MTH4341 - Fluid dynamics and turbulence - 2019

6 points, SCA Band 2, 0.125 EFTSL

Undergraduate - Unit

Refer to the specific census and withdrawal dates for the semester(s) in which this unit is offered.



Organisational Unit

School of Mathematical Sciences

Chief examiner(s)

Professor Philip Hall


Professor Philip Hall

Unit guides



  • Second semester 2019 (On-campus)


Enrolment in the Master of Mathematics




This unit is offered in alternate years commencing S2, 2019


This unit is an introduction to hydrodynamic stability theory that concerns the stability and instability of fluid flows. Students will be introduced to the theoretical methods required to understand how instabilities develop and how the flow transitions from a laminar to a turbulent state.
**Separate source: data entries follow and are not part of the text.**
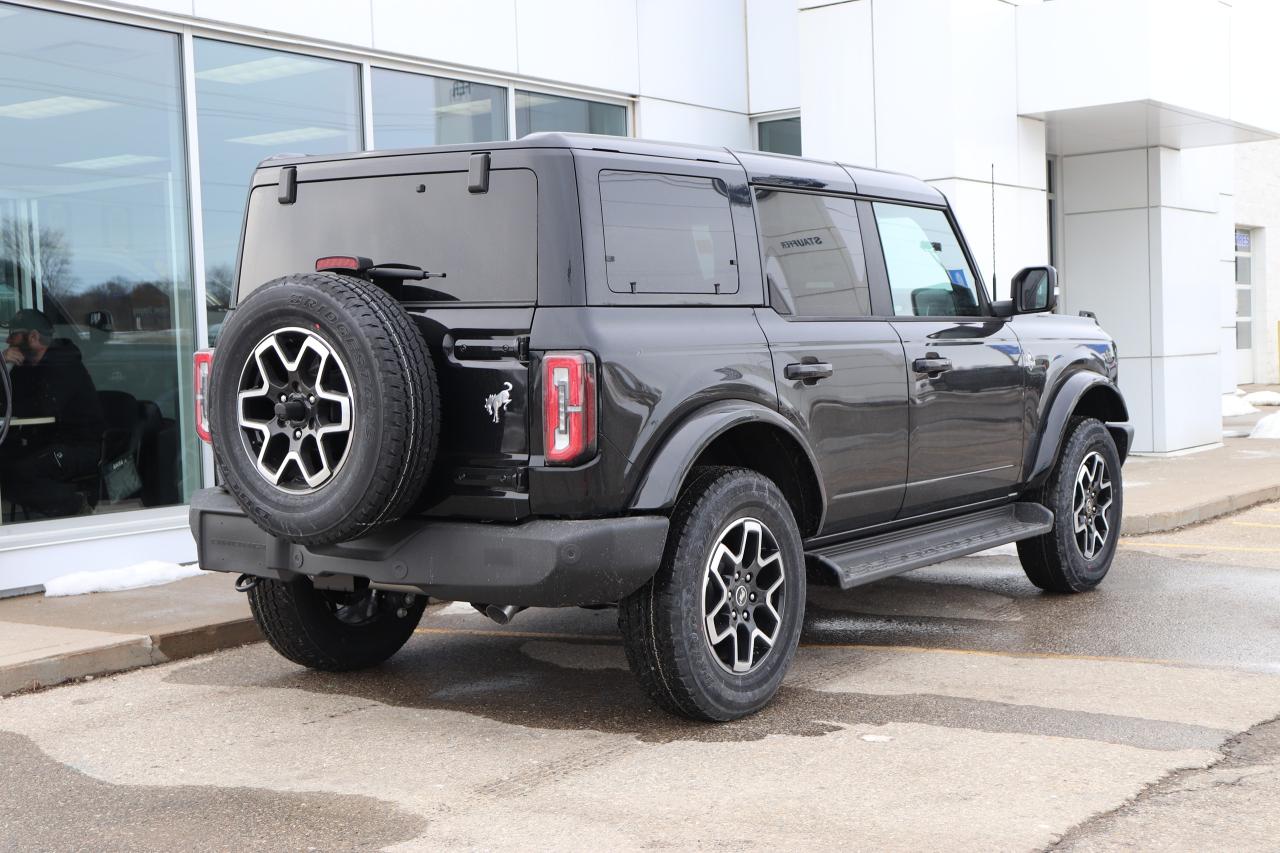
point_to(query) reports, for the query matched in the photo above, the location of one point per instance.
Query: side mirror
(1034, 288)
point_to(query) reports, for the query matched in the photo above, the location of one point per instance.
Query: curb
(1174, 519)
(129, 652)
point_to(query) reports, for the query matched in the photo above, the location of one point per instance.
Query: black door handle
(808, 372)
(931, 365)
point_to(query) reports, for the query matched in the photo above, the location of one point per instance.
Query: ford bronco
(583, 370)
Instability concepts will be applied to a range of flow systems with applications in biology, geophysics and aerodynamics.

Topics covered include: concepts of linear stability theory; temporal/spatial instabilities; Kelvin-Helmholtz instabilities; capillary instabilities; Rayleigh-Benard instabilities; centrifugal instabilities; inviscid and viscous shear flow instabilities in channels, pipes, cylinders and boundary layers; stability of parallel flows including Rayleigh's equation and inflexion point criteria, Fjortoft's theorem, Squire's theorem and the Orr-Sommerfeld equations; weakly nonlinear theory; coherent turbulent structures.


On completion of this unit students will be able to:

  1. Illustrate a deep understanding of hydrodynamic stability theory.
  2. Describe and identify the types of instability that form in many physical flows.
  3. Derive and explain the significance of Rayleigh's inflexion point criterion, Fjortoft's theorem and Squire's theorem.
  4. Summarise the derivation of the Orr-Sommerfeld equation for a given basic state, and undertake a stability analysis.
  5. Understand and articulate the physical mechanisms leading to instability and the paths for laminar-turbulent transition.
  6. Communicate complex ideas on mathematical treatment of fluid dynamics.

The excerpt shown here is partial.